John’s story is sad, but it’s not unusual. As a pastor, I hear similar stories — almost on a weekly basis. The details of each story are unique, but there is always a common denominator: a life filled with unending tension.
I shared the good news of Jesus Christ with John that day. At the end of our conversation, John prayed and surrendered the control of his life to God. The tension gave way to peace.
John’s immediate circumstances didn’t change after he prayed. His wife still pursued the divorce. He tried very hard to save his marriage, but in the end, the divorce was finalized.
And while the difficult circumstances of his life had not changed, John had. Prior to his prayer of surrender, every decision John made was guided by instinct as he reacted and responded to life - there wasn’t any rhyme, reason or direction.
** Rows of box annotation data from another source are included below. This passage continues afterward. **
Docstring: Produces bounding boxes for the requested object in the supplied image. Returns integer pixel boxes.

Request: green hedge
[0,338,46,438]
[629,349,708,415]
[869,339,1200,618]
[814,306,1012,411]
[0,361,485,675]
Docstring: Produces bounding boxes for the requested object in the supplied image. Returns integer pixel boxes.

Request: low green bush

But since surrendering his life to God, John was living with purpose and intention. He built some deep and meaningful friendships in his new church family. He attended a Bible study on the Gospel of John and another on Paul’s letters to the Corinthians. For the first time in his life, the Bible was making sense — and his understanding was resulting in healthier decisions.
John could sense the presence of God’s Spirit in his life. He found himself praying and listening throughout the day. It seemed that God was with him all the time — and instead of guilt and fear — God’s presence brought hope and peace and guidance. It was amazing to never be alone.
He began serving others and even started a small group for divorced men. He was gaining a sense of purpose, something far bigger and more important than the self-absorbed instincts that had guided most of his life. Wise financial decisions allowed him to get out of debt — and to even become generous! Work no longer defined his life. He had time to breathe and time for friends. He was feeling free and at peace for the first time in his life.
Twenty years have gone by since the day John walked into my office. He lives in God’s love - and he really enjoys living with a God-directed purpose. Like everyone else, John still faces difficult trials and setbacks — tension will always be a part of life. But in the midst of it all, he is sustained by an inner peace that fills him with hope. When I shared with him that I was writing this article, John said, “Make sure you share the good news of Jesus with them.”
Here are the five essential truths that I shared with John twenty years ago:
1. God loves you.
2. God designed you with a purpose.
3. Pride (sin) separates us from God’s love and purpose.
4. Through Jesus Christ, God extends forgiveness and reconciliation.
5. Through surrender (belief), we are reconciled to God’s love and purpose.
These statements are packed with meaning and I’m looking forward to sharing more with you about each one of them in the next five Faith Conversation articles.